The tricky part was the point at centre back as the fabric was quite taught and it was hard to get the foot to follow the line. Claire had said that if you had a lot of trouble with it you could snip in to the bias seam allowance, but you shouldn’t really. I didn’t have to in the end.
In some places, I had not gone close enough to the edge, so I had to sew again. I didn’t have to unpick, as the second line would cover the first.
Once I was happy with the stitching, I cut back all the excess seam allowances so that I could turn the folded bias edge back.
After doing the bottom, the top edge was much easier and quicker. I now had to finish the front opening edges before I could slip stitch the bias on the inside. I knew Claire had said we should leave long cords, but I couldn’t quite remember how we were meant to finish the piping at the centre front, so I did the best I could and would ask on Monday.
Front opening and fastenings
The front opening hem was done in a similar way to the vertical seams with the under layers cut back and the top fabric seam allowance folded under and slip stitched. This should have been pretty straight forward, except I ended up snipping the top fabric a bit before I had realised it had been caught. It was too much of a problem and I just hand stitched it closed.
After neatening the front opening, I slip stitched the piping in place on the inside of the bodice.

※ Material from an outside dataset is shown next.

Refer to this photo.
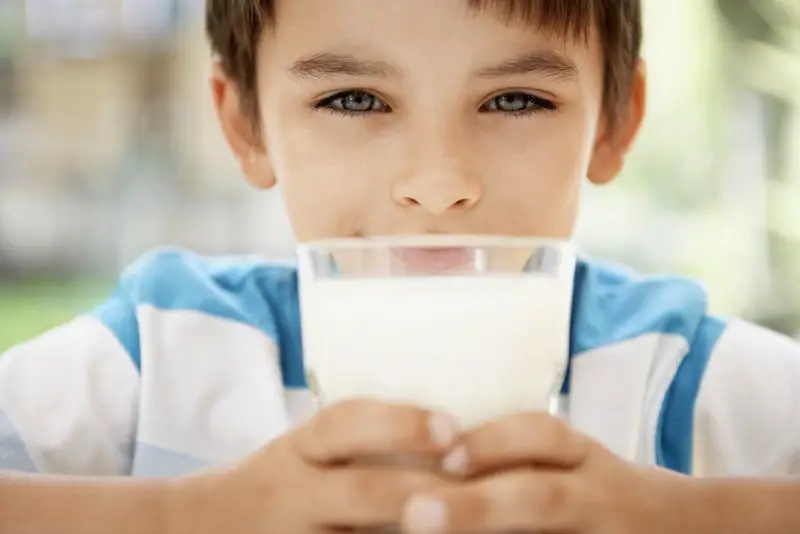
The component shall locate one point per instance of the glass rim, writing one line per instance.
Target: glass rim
(435, 241)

Next I worked out how many hooks I would need if they were to be spaced 20-25mm apart with the top one and the bottom hooks placed next to the piping. I ended up using 11 with 22mm spacing. I used pins to mark where the centre of each hook should be placed. Hooks should go on the left side, eyes on the right.
Although I was fairly sure that these would be in the right place, I only sewed 5 stitches around each loop and the hook neck in case they would have to be moved. Doing 11 sets of the hooks and the eyes still took about 5 hours of hand stitching.
On the eye side, I made sure the pin was correctly positioned for the corresponding hook when attaching each eye. The eyes should be set back slightly so that when the fabric gives when fastend they do not show.
I didn’t have a chance to stab stitch, but thought I would do that after the next class when I would know for sure that the hooks and eyeswere in the right place.